May 162011

[suffusion-widgets id=’1′]

Eat your way to a healthy blood pressure!

Diet for High Blood PressureEven if your blood pressure is OK for now, please don’t ignore this advice. Your chances of developing hypertension increase with age so cultivating BP-friendly dietary habits may stop you getting it in the future and add years to your life. High blood pressure is common mainly because of our modern lifestyle which encourages the wrong type of diet for high blood pressure. The good news is that you can eat your way to better control.

Here are some food tips to help you create your own diet for high blood pressure control or prevention.

Information about becoming a Licensed Practical Nurse is available for people who have a passion for living healthy lives and want to help others to live healthy lives as well. The best way to help people to live healthy lives is to educate ourselves about how to do that.

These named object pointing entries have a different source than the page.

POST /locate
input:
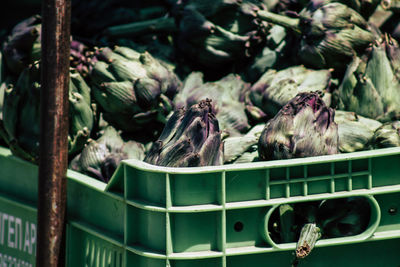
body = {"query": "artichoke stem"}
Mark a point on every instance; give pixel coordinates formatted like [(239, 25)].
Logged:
[(158, 25), (284, 21), (391, 5)]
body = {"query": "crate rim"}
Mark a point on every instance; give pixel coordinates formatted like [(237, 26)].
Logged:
[(141, 165)]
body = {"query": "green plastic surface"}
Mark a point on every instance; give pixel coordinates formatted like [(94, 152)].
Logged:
[(209, 216)]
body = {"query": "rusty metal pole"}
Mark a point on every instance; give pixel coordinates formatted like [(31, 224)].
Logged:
[(53, 161)]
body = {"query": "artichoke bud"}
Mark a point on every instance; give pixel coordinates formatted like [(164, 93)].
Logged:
[(332, 33), (190, 138), (355, 132), (22, 114), (229, 108), (100, 158), (223, 33), (304, 127), (20, 48), (276, 88), (370, 86)]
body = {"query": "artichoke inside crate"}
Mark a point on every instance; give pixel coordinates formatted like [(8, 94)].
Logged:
[(211, 216)]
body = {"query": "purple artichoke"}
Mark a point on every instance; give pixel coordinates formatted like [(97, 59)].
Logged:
[(190, 138)]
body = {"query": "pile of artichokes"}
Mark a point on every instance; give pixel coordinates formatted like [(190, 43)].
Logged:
[(197, 83)]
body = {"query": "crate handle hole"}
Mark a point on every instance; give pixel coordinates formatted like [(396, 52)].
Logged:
[(238, 226)]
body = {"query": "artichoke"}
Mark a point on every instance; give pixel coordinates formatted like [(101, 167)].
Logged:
[(304, 127), (225, 93), (215, 34), (371, 85), (100, 158), (81, 58), (278, 53), (134, 90), (22, 46), (388, 135), (332, 33), (355, 132), (21, 114), (364, 7), (276, 88), (190, 138), (243, 149)]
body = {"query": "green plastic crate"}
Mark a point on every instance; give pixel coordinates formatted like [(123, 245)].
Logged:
[(213, 216)]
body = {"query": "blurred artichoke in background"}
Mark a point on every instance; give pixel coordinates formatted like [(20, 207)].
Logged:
[(355, 132), (388, 135), (343, 216), (134, 90), (21, 116), (242, 149), (216, 34), (332, 33), (190, 138), (100, 158), (371, 85), (81, 58), (276, 88), (90, 18), (22, 46), (278, 53), (304, 127), (225, 94)]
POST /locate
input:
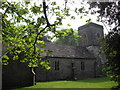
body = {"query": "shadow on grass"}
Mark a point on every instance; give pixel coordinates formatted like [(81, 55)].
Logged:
[(95, 80)]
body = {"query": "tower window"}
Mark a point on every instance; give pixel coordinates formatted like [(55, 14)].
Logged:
[(98, 35), (56, 65), (82, 66)]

If you want to get into more detail than I give here, you can visit my website that has more information about types of high blood pressure diet, but here are the main nutrition facts you need to know.

A good diet for high blood pressure should have lots of fruit, vegetables and grains, a reasonable intake of nuts and little animal fats and alcohol.

Let’s take a closer look:

Salt: This is the number one culprit – or to be more specific its the sodium in salt. This is a key ingredient to avoid in any diet for high blood pressure. Whether it is table salt, rock salt or sea salt, all contain sodium. (Incidentally so does MSG, baking soda, sodium nitrate so you will need to start reading food labels to avoid these other sources.)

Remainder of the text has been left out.